A few weeks ago, I presented one of my papers at the 2017 Northern New England Philosophical Association (NNEPA) conference. I originally wrote this paper on the problem of unconceived alternatives for a directed study on the philosophy of science with Professor Rory Smead. Inspired by one of the readings he had assigned, I explored scientific antirealism further and set out to determine whether such a view could be formalized under Bayesian conditionalization. My research led me to believe that the two schools of thought are incompatible. Presenting on this topic to a large audience allowed me to improve my work and consider other possible ways to further explore this topic.

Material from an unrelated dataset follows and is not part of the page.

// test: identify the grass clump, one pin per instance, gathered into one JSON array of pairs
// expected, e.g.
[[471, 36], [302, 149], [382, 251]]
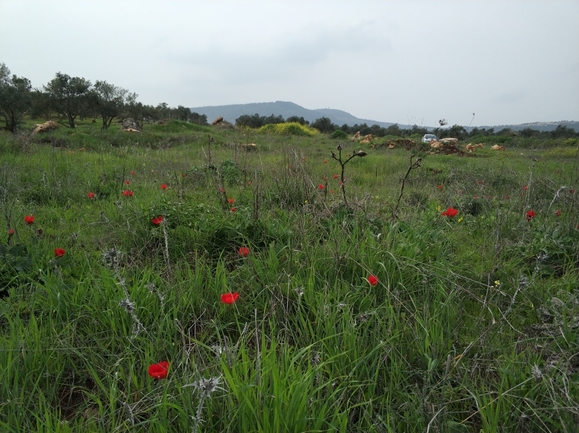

Two other philosophy majors and good friends of mine, Aja Watkins and Devin Lane, also presented at this conference. Aja’s talk considered “Behavioral Limitations to School Choice”, and Devin’s discussed the “Taxonomy of Moral Autonomy”. I was happy to learn about their philosophical interests and where their research has brought them. The conference was, however, not limited to undergraduate presentations. Some graduate students presented their Masters or Ph.D. level work. A few professors discussed their current work. Lauren Ashwell’s talk called “Slurs and Groups” was particularly interesting. The talk itself was quite fascinating, and I could tell she had prepared a lot in advance. What struck me the most, however, was the professor’s composure during the Q&A session. She respected everyone’s questions and remarks despite the insensitivity that tinged some of them. Although I’ve often presented on topics that I care about deeply, I can only imagine what it must be like to give a presentation that is so deeply connected to everyone else in the room as well. Seeing Lauren Ashwell present on such an emotionally charged issue taught me that with enough preparation and respect any presentation can be a success.
There were a great variety of topics at the NNEPA conference, so I had the great opportunity of learning about things I haven’t encountered in the classroom. Presenting at the NNEPA was a wonderful experience overall. It gave me the opportunity to meet students and professors in philosophy from other institutions with similar interests while giving me the chance to get feedback on my own work.